Le rapport va au-delà du seul bilan mortel. Selon Le Monde, les enfants de Gaza subissent également des blessures physiques et psychologiques graves, des traumatismes collectifs, des séparations familiales, des déplacements répétés, la famine et l'effondrement des systèmes éducatif et sanitaire. « Les blessures physiques et psychologiques graves, les traumatismes collectifs, l'orphelinage, la séparation, le handicap, les déplacements répétés, la famine et l'effondrement des systèmes éducatif et sanitaire ont anéanti l'enfance de ces enfants », détaille la commission dans les termes que rapporte le quotidien français.
Israël a fermement rejeté les conclusions. Selon France 24, qui cite le Jerusalem Post, l'armée israélienne affirme qu'au moins 40 % des personnes tuées à Gaza étaient des combattants du Hamas, et que ce dernier « a systématiquement utilisé des boucliers humains ». Le terme « enfants » est même mis entre guillemets par le quotidien israélien, qui souligne que la définition onusienne couvre toute personne de moins de 18 ans.

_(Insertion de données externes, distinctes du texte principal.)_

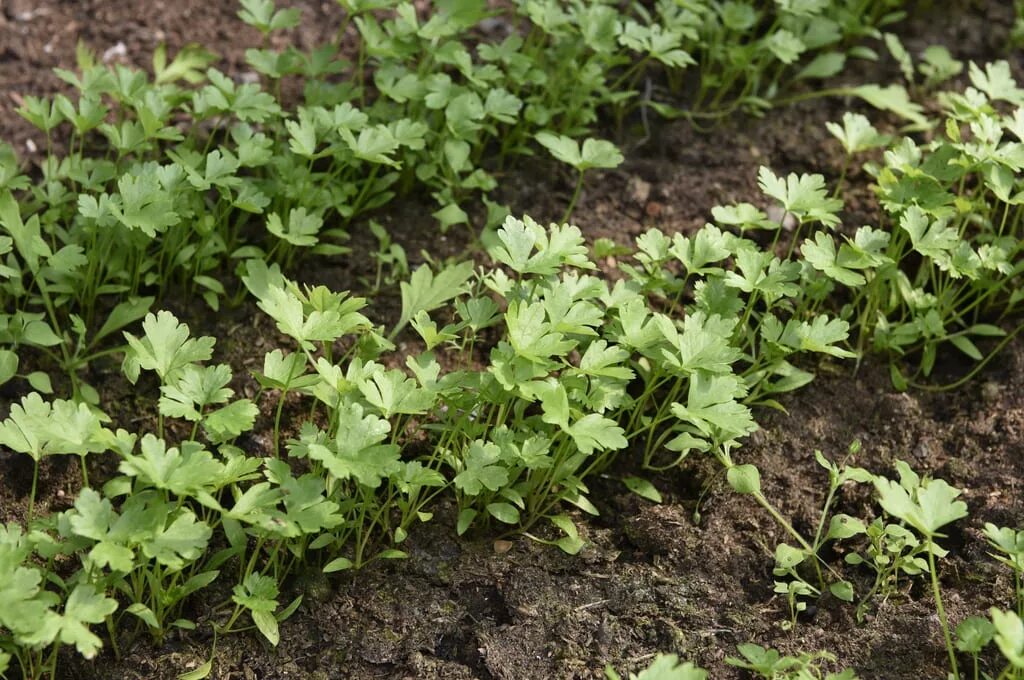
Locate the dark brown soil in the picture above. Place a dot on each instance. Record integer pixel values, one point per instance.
(691, 576)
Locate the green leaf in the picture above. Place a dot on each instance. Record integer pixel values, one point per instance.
(894, 98)
(195, 388)
(85, 605)
(927, 507)
(356, 451)
(8, 365)
(228, 422)
(302, 227)
(338, 564)
(974, 634)
(481, 469)
(556, 247)
(200, 673)
(426, 292)
(842, 590)
(123, 313)
(40, 382)
(857, 134)
(744, 479)
(806, 197)
(504, 512)
(179, 544)
(1009, 636)
(595, 153)
(165, 348)
(595, 432)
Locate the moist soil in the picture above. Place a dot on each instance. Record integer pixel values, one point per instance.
(690, 576)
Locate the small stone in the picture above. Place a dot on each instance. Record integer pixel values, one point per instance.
(641, 190)
(990, 391)
(115, 52)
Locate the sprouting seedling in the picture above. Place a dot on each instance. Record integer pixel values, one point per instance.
(42, 428)
(1010, 550)
(769, 664)
(266, 18)
(927, 505)
(1009, 636)
(973, 635)
(856, 134)
(593, 154)
(665, 667)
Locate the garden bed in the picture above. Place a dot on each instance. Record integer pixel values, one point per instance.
(690, 576)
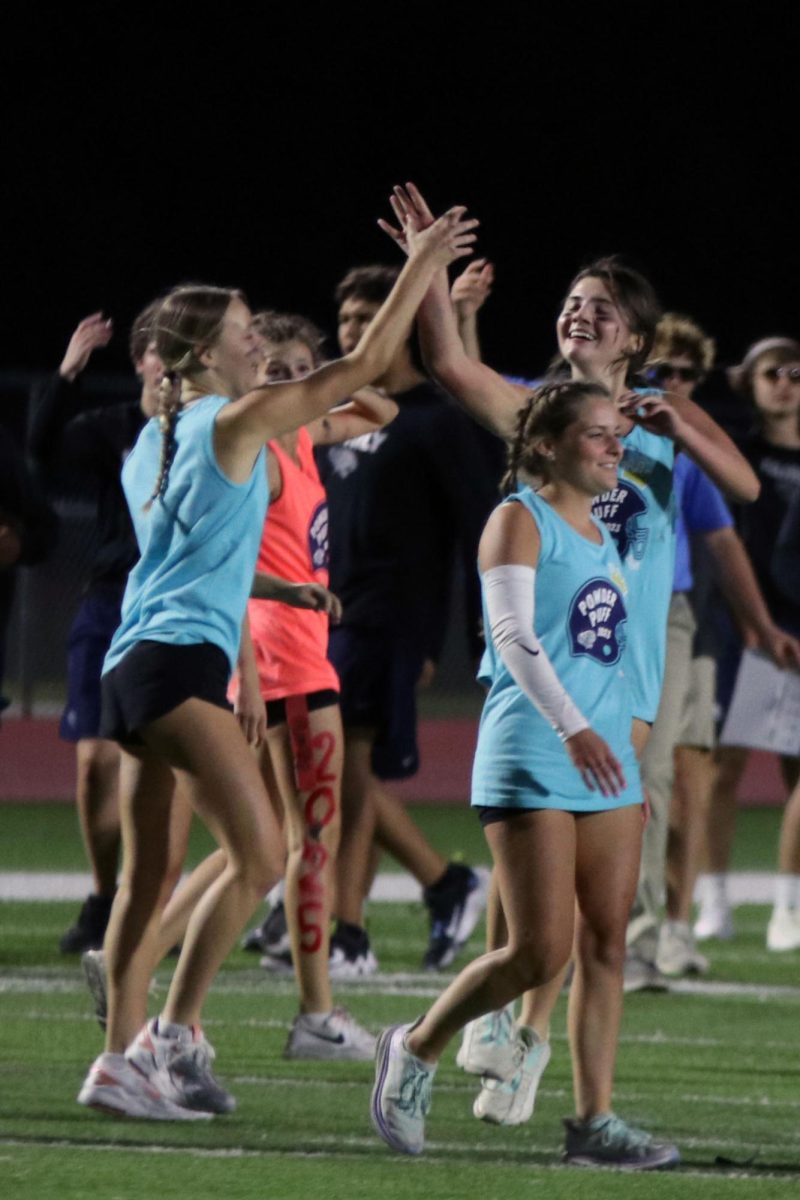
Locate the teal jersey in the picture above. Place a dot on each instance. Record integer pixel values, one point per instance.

En France, la réception du rapport s'inscrit dans une période de tensions régionales plus larges. France 24 rappelle que les bombardements sur Gaza se poursuivent malgré la trêve conclue entre Israël et le Hamas. En Cisjordanie, un Palestinien de 29 ans a été tué le 24 juin lors d'un raid israélien à Al-Yamoun, selon Le Monde, qui cite le Croissant-Rouge palestinien : les secouristes ont été empêchés d'approcher la maison encerclée pendant plus d'une heure et demie avant d'entendre des tirs.
La qualification de « génocide » par un organe onusien constitue un seuil symbolique que la diplomatie française ne peut ignorer. Paris est signataire de la Convention pour la prévention et la répression du crime de génocide de 1948, et le Conseil d'État a reconnu la compétence de la Cour internationale de justice sur ces questions.